Generalleutnant James J.N. Mattis (links), Kommandant der1st Marine Division, am 7. April in der Nähe von Falludscha. Bild: Pentagon

Vermutlich war der Kommandant der 1. Marineinfanteriedivision, der schon im ersten Golfkrieg, in Afghanistan und dann beim Einmarsch in den Irak und beispielsweise wieder beim ersten, gescheiterten Angriff auf Falludscha im Frühjahr 2004 beteiligt war, nur ehrlich. Während einer von der Armed Forces Communications and Electronics Association organisierten Podiumsdiskussion in San Diego am letzten Dienstag erklärte der langjährige und hochgediente Berufssoldat:

Actually, it's a lot of fun to fight. You know, it's a hell of a hoot. ... It's fun to shoot some people. I'll be right upfront with you, I like brawling. ... You go into Afghanistan, you got guys who slap women around for five years because they didn't wear a veil. You know, guys like that ain't got no manhood left anyway. So it's a hell of a lot of fun to shoot them.

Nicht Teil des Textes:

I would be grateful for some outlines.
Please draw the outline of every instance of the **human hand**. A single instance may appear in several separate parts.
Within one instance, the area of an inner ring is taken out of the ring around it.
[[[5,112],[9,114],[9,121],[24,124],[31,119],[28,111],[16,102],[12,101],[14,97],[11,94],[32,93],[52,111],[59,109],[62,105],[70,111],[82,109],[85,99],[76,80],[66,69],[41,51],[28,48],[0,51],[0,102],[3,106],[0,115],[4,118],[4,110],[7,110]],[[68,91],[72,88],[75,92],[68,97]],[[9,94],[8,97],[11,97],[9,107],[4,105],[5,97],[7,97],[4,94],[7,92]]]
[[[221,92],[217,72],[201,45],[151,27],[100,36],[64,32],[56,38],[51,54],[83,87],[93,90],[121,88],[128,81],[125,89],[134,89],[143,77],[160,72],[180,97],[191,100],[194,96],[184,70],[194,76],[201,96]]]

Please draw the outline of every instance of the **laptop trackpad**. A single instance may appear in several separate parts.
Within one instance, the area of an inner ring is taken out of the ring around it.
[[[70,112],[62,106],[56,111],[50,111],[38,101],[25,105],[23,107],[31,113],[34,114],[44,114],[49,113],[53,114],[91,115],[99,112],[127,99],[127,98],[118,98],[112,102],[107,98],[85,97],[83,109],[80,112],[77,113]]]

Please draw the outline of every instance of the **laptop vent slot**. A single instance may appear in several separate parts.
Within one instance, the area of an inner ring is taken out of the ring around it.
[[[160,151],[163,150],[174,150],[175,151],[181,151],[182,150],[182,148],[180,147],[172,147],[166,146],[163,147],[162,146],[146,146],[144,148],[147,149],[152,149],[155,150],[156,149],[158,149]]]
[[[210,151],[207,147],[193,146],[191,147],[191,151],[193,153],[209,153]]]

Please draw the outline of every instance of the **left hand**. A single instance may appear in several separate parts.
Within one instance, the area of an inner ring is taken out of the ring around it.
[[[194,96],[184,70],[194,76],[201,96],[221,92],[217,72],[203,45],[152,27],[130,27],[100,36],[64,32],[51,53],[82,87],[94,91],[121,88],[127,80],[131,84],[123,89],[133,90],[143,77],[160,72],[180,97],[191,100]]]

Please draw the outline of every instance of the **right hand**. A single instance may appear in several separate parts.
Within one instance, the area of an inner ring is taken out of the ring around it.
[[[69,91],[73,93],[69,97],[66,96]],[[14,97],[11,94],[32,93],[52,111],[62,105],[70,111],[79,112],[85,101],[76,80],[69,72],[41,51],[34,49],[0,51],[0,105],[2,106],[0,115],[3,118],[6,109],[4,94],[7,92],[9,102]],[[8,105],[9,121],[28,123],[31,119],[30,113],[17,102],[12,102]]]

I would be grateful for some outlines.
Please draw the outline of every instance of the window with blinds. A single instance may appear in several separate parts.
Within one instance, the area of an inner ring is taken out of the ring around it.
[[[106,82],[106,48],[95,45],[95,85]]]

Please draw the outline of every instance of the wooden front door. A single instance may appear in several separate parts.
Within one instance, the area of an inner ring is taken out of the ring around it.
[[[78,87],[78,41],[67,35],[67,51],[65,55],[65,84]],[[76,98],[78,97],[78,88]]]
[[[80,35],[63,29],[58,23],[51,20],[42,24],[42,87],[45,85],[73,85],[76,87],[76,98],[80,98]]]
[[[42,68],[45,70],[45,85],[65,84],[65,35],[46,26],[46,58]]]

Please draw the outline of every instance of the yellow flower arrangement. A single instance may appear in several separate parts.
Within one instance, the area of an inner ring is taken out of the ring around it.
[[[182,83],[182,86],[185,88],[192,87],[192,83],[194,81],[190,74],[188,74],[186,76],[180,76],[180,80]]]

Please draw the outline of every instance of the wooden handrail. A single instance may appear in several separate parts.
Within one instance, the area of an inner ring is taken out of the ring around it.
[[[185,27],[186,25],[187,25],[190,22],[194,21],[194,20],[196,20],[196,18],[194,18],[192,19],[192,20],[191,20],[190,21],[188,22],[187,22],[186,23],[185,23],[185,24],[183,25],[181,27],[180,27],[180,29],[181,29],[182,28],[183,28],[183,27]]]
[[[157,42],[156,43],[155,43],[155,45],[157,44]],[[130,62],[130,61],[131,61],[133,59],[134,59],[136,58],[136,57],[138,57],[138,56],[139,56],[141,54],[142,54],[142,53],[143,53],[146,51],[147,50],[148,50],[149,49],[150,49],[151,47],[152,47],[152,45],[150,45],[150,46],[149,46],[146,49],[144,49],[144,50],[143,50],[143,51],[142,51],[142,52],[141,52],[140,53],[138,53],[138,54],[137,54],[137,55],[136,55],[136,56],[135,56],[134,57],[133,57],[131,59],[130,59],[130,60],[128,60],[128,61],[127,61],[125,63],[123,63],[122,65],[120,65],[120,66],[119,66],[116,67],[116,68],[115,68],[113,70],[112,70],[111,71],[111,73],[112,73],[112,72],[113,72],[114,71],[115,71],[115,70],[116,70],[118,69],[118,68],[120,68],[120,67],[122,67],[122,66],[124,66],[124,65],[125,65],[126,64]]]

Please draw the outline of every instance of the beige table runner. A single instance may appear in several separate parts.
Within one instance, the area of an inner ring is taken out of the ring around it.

Mattis saß auf einem Podium vor etwa 200 Leuten, sozusagen in einer Halböffentlichkeit, besprach auch taktische Probleme des Krieges gegen Aufständische und kam dann kurz darauf zu sprechen, dass sein Beruf "großen Spaß" macht. Nicht, wenn man in einer Kaserne sitzt oder Übungen macht, sondern wenn man richtig da draußen kämpft, wo es um Leben und Tod geht. Die Marines werden ja auch zum Kämpfen und Töten ausgebildet, was auch einen Teil der Schwierigkeiten im Irak ausgemacht hat, da das militärische Vorgehen den Widerstand auch noch mit geschürt hat.

Aber nicht genug, sich damit vor der Öffentlichkeit und vor Fernsehkameras zu brüsten, dass das Töten von Menschen Spaß macht, Mattis macht auch noch deutlich, dass die Menschen, gegen die er im Auftrag des Oberbefehlhabers zu Felde zieht, den Tod auch verdient haben. Sie schlagen Frauen, wenn sie keinen Schleier tragen. Und wer das macht, ist im Gegensatz zu aufrechten amerikanischen Soldaten wie Mattis auch irgendwie kein Mann. Und so ist es erst recht "a hell of a lot of fun", sie abzuknallen.

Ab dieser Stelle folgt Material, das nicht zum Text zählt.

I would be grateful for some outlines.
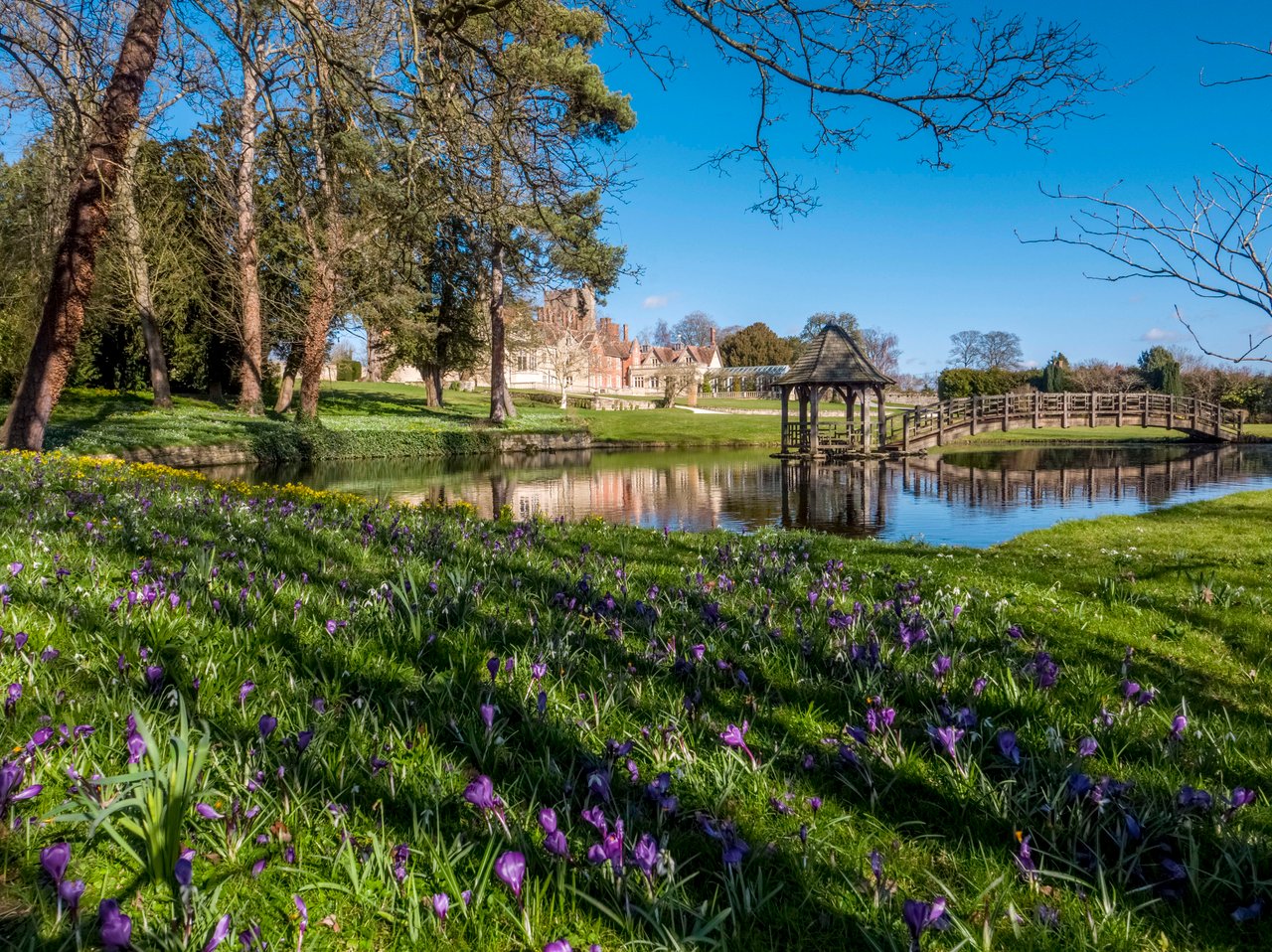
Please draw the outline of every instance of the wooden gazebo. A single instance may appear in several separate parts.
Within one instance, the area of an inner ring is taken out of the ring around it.
[[[883,433],[883,389],[895,381],[883,373],[861,350],[861,345],[838,325],[826,328],[795,358],[790,370],[777,379],[782,393],[782,456],[838,456],[870,452],[866,425],[866,395],[873,393],[879,405],[879,428]],[[791,393],[799,400],[799,423],[790,421]],[[819,419],[822,397],[838,393],[847,405],[843,423]],[[854,425],[852,411],[860,401],[860,424]]]

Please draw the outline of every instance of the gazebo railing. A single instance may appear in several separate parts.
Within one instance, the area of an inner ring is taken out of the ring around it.
[[[861,425],[838,420],[818,421],[817,447],[823,453],[850,452],[860,449]],[[808,423],[787,423],[782,430],[782,447],[787,452],[809,453],[813,447],[813,425]]]

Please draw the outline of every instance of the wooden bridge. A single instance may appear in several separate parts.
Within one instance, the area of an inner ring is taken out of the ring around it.
[[[880,449],[915,452],[987,430],[1061,426],[1165,426],[1207,442],[1241,437],[1241,414],[1166,393],[1007,393],[962,397],[883,420]]]

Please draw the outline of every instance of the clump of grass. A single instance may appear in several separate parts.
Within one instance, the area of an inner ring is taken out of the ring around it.
[[[1269,509],[935,559],[3,456],[11,941],[1230,948],[1272,627],[1178,566],[1248,591]]]

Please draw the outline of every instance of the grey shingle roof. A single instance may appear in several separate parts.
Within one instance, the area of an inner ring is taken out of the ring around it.
[[[791,369],[777,379],[778,386],[796,383],[880,384],[895,383],[861,350],[852,335],[838,325],[827,325],[804,345]]]

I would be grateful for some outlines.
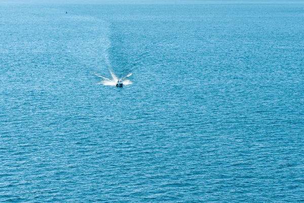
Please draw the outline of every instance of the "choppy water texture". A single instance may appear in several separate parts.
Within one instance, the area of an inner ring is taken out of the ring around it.
[[[303,22],[303,4],[1,5],[0,200],[304,201]]]

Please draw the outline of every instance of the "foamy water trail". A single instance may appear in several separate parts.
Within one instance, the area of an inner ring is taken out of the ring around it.
[[[110,74],[111,74],[111,76],[112,76],[112,79],[109,79],[103,76],[101,76],[97,74],[93,74],[95,76],[98,76],[100,78],[102,78],[104,80],[99,82],[98,84],[102,84],[103,85],[106,86],[116,86],[116,84],[117,83],[117,81],[119,80],[118,78],[115,75],[114,72],[111,70],[110,68],[109,68],[109,71],[110,72]],[[133,82],[129,80],[125,80],[126,78],[132,76],[132,73],[129,73],[128,75],[125,77],[122,78],[122,79],[119,80],[123,80],[123,84],[124,85],[128,85],[133,84]]]

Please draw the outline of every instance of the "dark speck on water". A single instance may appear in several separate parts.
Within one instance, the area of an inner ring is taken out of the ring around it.
[[[0,201],[303,201],[303,11],[1,4]]]

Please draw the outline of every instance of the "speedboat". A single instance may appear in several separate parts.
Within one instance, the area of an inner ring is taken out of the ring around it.
[[[116,86],[117,87],[123,87],[123,81],[119,80],[116,83]]]

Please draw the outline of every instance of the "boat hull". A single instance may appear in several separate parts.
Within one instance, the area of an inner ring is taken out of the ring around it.
[[[117,87],[123,87],[123,83],[117,83],[116,86]]]

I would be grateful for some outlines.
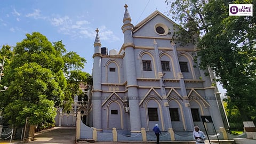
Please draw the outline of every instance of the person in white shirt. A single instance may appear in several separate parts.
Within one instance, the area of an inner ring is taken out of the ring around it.
[[[200,129],[198,126],[195,126],[194,129],[193,138],[196,140],[196,144],[204,143],[205,135],[204,135],[204,132],[200,131]]]

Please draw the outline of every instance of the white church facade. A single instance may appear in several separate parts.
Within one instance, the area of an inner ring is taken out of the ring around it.
[[[164,133],[191,137],[195,125],[205,130],[200,116],[208,115],[215,127],[224,127],[213,78],[193,61],[196,46],[173,39],[179,28],[159,11],[133,26],[125,7],[119,52],[102,47],[96,30],[87,125],[135,135],[142,128],[150,133],[158,124]],[[212,125],[206,129],[214,132]]]

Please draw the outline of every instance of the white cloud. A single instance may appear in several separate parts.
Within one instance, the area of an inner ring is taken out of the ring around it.
[[[15,29],[13,28],[11,28],[10,29],[10,30],[13,33],[14,33],[15,32]]]
[[[41,17],[40,16],[40,10],[39,9],[35,9],[34,10],[33,13],[29,13],[26,15],[26,17],[34,17],[35,19],[37,19],[38,18],[43,18],[43,17]]]
[[[65,16],[63,18],[53,18],[51,20],[51,23],[54,26],[59,26],[61,25],[68,25],[71,23],[72,21],[69,19],[68,16]]]
[[[72,17],[73,18],[73,17]],[[83,18],[83,19],[84,19]],[[94,39],[96,36],[95,28],[92,28],[89,21],[86,20],[75,21],[68,16],[53,18],[50,20],[52,25],[58,27],[60,33],[70,35],[73,39],[89,38]],[[107,29],[105,26],[99,27],[100,38],[111,42],[119,41],[121,39],[115,36],[113,31]]]
[[[14,12],[13,12],[13,14],[16,15],[17,16],[20,16],[21,14],[18,12],[15,9],[13,9]]]
[[[90,24],[90,22],[86,20],[77,21],[76,22],[76,24],[77,25],[87,25],[87,24]]]

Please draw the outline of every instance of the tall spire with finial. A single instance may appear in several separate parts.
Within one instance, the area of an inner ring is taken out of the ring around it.
[[[101,45],[101,43],[100,43],[100,37],[99,36],[99,31],[100,31],[99,30],[98,28],[97,28],[97,29],[96,29],[95,31],[96,31],[97,33],[96,34],[96,37],[95,38],[94,45],[95,45],[95,43],[99,43],[99,44],[100,44]]]
[[[94,53],[100,53],[100,47],[101,46],[101,43],[100,43],[100,37],[99,36],[99,29],[96,29],[95,30],[97,33],[96,37],[95,38],[94,44]]]
[[[125,7],[125,12],[124,12],[124,19],[123,20],[123,22],[124,22],[124,21],[126,20],[129,20],[131,22],[132,21],[132,18],[131,18],[129,12],[128,12],[128,10],[127,9],[127,7],[128,7],[128,5],[127,5],[127,4],[125,4],[124,7]]]

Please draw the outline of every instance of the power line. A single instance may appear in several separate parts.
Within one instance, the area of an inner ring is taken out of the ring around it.
[[[137,25],[138,21],[139,21],[139,20],[140,19],[140,18],[141,17],[141,15],[142,15],[144,11],[145,11],[146,8],[147,6],[148,6],[148,3],[149,3],[149,2],[150,2],[150,0],[148,0],[148,3],[147,3],[147,4],[146,5],[145,7],[144,8],[144,10],[143,10],[142,12],[141,13],[141,14],[140,14],[140,17],[139,18],[139,19],[138,20],[138,21],[136,22],[135,25]]]

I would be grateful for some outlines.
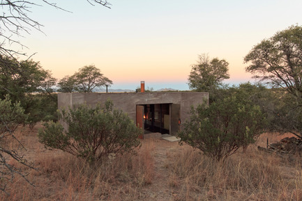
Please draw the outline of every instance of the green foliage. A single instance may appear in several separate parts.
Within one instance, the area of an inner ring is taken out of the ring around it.
[[[209,106],[192,107],[190,120],[179,133],[181,142],[218,161],[254,143],[266,123],[260,107],[246,96],[245,90],[233,88],[229,92]]]
[[[266,111],[271,131],[302,131],[302,26],[291,26],[263,40],[245,57],[246,71],[270,84],[272,98]]]
[[[60,120],[68,126],[68,131],[59,122],[45,123],[45,129],[39,131],[39,140],[47,147],[60,149],[89,161],[131,151],[139,146],[137,136],[142,130],[126,114],[112,107],[108,100],[105,107],[82,104],[62,110]]]
[[[214,58],[210,61],[207,55],[199,56],[199,63],[192,66],[188,78],[190,88],[197,91],[211,91],[229,79],[229,63],[224,59]]]
[[[66,76],[58,83],[58,91],[91,93],[95,88],[110,86],[112,81],[105,77],[93,65],[85,65],[73,75]]]
[[[28,172],[24,167],[29,169],[35,169],[20,154],[23,146],[16,139],[14,131],[17,127],[27,120],[27,115],[24,113],[24,109],[20,106],[20,103],[12,104],[9,96],[6,96],[4,99],[0,99],[0,190],[6,191],[8,182],[12,182],[15,175],[22,177],[29,184],[31,184],[27,178]],[[8,142],[17,140],[20,149],[12,150],[8,146]],[[14,166],[13,162],[16,161],[20,166]]]
[[[27,123],[31,129],[40,121],[58,120],[56,94],[52,95],[52,97],[41,93],[27,95],[22,103],[22,106],[25,108],[25,113],[29,114]]]
[[[58,91],[61,93],[73,93],[77,90],[75,86],[76,79],[74,76],[65,76],[58,82]]]
[[[254,78],[302,98],[302,26],[292,26],[263,40],[246,56]]]
[[[7,132],[13,132],[21,124],[23,124],[27,115],[20,103],[12,104],[9,96],[5,99],[0,99],[0,140]]]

Dass dem schießfreudigen Offizier dann gleich der Kommandeur des Marine Corps, Mike Hagee, zu Hilfe eilt und entschuldigend erklärt, dass sich solche Äußerungen lediglich der harten Wirklichkeit der Krieges verdanken, ist zwar zu erwarten gewesen, macht die Sache aber eher noch schlimmer. Hagee meint, er hätte dies halt anders ausdrücken sollen, sei aber "einer der tapfersten und erfahrensten militärischen Führer". Kämpfer sind halt nicht immer diplomatisch, auch wenn sie Führungspositionen einnehmen. Und die Kommandeure wissen, gleich ob es um Folter oder um andere Entgleisungen geht (Im Krieg mit dem Satan), dass höchstens die untersten Dienstgrade wirklich zur Rechenschaft gezogen werden. Ganz entsprechend reagierten auch General Pace und US-Verteidigungsminister Rumsfeld während einer Presssekonferenz.

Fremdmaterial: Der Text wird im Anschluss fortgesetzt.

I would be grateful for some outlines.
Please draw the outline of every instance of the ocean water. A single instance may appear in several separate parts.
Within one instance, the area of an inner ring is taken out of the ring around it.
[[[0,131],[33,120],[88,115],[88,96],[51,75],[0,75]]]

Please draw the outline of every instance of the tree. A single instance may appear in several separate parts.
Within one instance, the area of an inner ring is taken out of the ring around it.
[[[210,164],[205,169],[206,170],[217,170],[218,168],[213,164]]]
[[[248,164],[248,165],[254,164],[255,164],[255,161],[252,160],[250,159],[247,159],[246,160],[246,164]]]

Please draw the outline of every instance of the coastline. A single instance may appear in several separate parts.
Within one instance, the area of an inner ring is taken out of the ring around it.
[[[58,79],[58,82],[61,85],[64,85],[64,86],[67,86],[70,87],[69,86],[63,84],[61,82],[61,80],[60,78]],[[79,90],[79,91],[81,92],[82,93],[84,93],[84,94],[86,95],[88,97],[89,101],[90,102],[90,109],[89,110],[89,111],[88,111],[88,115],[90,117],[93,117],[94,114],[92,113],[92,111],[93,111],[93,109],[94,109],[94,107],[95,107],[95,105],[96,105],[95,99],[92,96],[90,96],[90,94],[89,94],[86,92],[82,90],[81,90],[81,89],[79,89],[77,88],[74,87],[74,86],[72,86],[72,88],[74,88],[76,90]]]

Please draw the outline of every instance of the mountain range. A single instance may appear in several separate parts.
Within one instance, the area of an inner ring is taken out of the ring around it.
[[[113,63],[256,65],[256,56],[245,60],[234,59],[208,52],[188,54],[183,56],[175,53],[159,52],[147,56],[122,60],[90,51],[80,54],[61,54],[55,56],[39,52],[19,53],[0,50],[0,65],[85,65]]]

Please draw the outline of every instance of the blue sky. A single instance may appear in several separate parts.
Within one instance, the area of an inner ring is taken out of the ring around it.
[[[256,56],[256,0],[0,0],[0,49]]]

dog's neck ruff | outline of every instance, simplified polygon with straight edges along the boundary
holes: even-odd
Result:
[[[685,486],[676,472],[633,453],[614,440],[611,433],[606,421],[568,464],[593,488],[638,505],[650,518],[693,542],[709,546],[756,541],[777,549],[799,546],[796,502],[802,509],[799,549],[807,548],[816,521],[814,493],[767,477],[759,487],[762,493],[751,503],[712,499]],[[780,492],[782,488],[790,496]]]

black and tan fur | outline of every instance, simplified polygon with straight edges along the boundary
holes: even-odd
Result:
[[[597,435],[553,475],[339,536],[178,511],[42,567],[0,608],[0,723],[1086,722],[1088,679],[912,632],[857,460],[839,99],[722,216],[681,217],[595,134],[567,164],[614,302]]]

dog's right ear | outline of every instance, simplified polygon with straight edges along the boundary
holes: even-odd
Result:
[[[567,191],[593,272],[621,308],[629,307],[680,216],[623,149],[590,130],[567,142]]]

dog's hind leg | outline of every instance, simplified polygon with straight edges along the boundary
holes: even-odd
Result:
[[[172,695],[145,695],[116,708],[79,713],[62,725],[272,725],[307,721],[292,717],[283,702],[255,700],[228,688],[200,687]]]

Mattis war wohl auch wesentlich daran beteiligt, die Lage in Falludscha anzuheizen. Nachdem vier amerikanische Söldner in Falludscha getötet und die Leichen vom aufgebrachten Mob demütigend durch die Stadt geschleift wurden (Triumph der Grausamkeit), starteten die Marines unter Mattis im April 2004 einen Racheangriff. Der wurde aber bald abgebrochen, da die Kritik wegen der Bombardierung auch von Zivilisten groß war und die Stadt zum Symbol des Widerstands wurde. Zu der Zeit wurde auch der Folterskandal in Abu Ghraib bekannt. In einer neuen Taktik schickten die Marines dann irakische Soldaten in die Stadt, die sich dann aber mit den Aufständischen verbündeten. Falludscha wurde schließlich zu einer unkontrollierbaren, von Islamisten beherrschten Stadt. Trotzdem wird es einen Hollywood-Film über den von Mattis geführten Kampf geben (Die Schlacht um Falludscha als Hollywoodfilm).

Mattis hatte aber auch mit der Bombardierung einer Hochzeitsgesellschaft von Hubschraubern zu tun, die viel Wirbel aufrührte und auch zeigt, wie man präventiv den Krieg führt (Die volle Souveränität einer Übergangsregierung unter Militärherrschaft). Dabei wurden über 40 Menschen getötet, Mattis argumentierte, dass mitten in der Wüste, weit weg von der "Zivilisation", nichts Unschuldiges geschehen könne:

How many people go to the middle of the desert ... to hold a wedding 80 miles (130km) from the nearest civilisation? These were more than two dozen military-age males. Let's not be naive.

Nachdem Mattis Bilder von getöteten Kindern gezeigt wurde, entgegnete der Kämpfer:

I have not seen the pictures but bad things happen in wars. I don't have to apologise for the conduct of my men.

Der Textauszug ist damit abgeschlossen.